A few years after the fake pregnancy, I took the ex for dinner and I admitted the lie. He said, “I knew it all along, but I also knew that I was treating you like sh*t, and it takes two to tango. I’m sorry for driving you to such a place.”
That exchange solidified my agreement with the world. I can make a horrible choice. I can be forgiven. I can do something stupid and still receive compassion. I am not evil or unforgivable. I get another chance.
Whenever I lose my sh*t and do something ridiculous, the only thing I can hold on to is that this is the time of my greatest growth. This will help me be brighter.
Once, I ended a relationship horribly. There was overlap and I didn’t take the kind road; I took the hasty highway. I did sh*tty things like taking the new man on the vacation I had planned with the old man. I lost my ex as a friend forever.
Now, 10 years later (with neither of those dudes in sight anymore), I care for my current partner with such rigor and respect. I would not have the ability to be in this deep of a relationship if I had not previously sunk so low. I don’t regret it. I thank God for it. But I wouldn’t do it ever again. I am careful with love now. I am reverent.
When I am rolling around in bed, writhing about what I said or how it sounded or if they noticed, or if I have just ruined my social standing forever, I can only pray that I am not alone in this amazing ability to ruin everything. I recognize that I am not the center of the world, and probably no one has actually noticed or cares. But this notion does not stop the writhing, it usually makes it worse.
I do admit, when I am in a major sucking situation I am a much softer person. I want to go out and hug everyone I meet. “I suck. I really suck right now. Please tell me you suck too?”
My friend says it like this: “We are bottom feeders. It’s dark at times, but we prefer it to shallow waters. We like it muddy down here; we find it nutritious way down deep.”

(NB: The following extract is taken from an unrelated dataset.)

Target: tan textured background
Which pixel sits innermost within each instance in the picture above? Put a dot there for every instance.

I say too much. I get mad too quick. I’m a total embarrassment and I can’t seem to rein it in.
Inspirational quote break:
Confession of errors is like a broom, which sweeps away the dirt and leaves the surface brighter and clearer. ~ Gandhi
I have no trouble confessing my errors, but I would like to take it one step further. I want to light them up! I want to revel in the shit. I am so tired of being too big, too much, too brash, too crass. I want to make the hugest pile I can. So come with me or get out of the way…because I am a bulldozer and I don’t know how to drive myself yet.

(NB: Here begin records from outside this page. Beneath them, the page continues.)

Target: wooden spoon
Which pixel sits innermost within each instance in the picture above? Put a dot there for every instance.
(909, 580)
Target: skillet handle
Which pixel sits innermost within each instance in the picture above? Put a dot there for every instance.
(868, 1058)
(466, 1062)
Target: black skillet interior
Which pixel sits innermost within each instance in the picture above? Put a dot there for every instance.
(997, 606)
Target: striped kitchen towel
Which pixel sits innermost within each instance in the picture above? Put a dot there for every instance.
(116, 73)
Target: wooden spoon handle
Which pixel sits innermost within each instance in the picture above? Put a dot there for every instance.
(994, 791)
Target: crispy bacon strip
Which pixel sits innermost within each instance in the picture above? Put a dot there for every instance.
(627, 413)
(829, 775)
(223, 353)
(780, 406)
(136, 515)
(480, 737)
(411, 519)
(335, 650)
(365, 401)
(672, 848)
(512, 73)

And you know what? I will say the wrong thing, and then later we will find out that it was exactly the right thing to say. It will be okay in the end. It might end up perfect. And I will stand by you when go all off-sane too.
As long as we try to be ourselves with each other.
As long as we try not to cause any pain.
So hi there! The internet told me I’m a dependent, avoidant, histrionic, obsessive-compulsive, narcissistic, borderline depressive. But usually I feel pretty normal and human. Want to be friends?
Emelia Symington Fedy is a theatre creator, writer, yogi, friend and popular raconteuse. Her favorite quote at the moment is: “Live the light, spread the light, be the light” (found on a Yogi Tea teabag). This is probably because she has a penchant for darkness.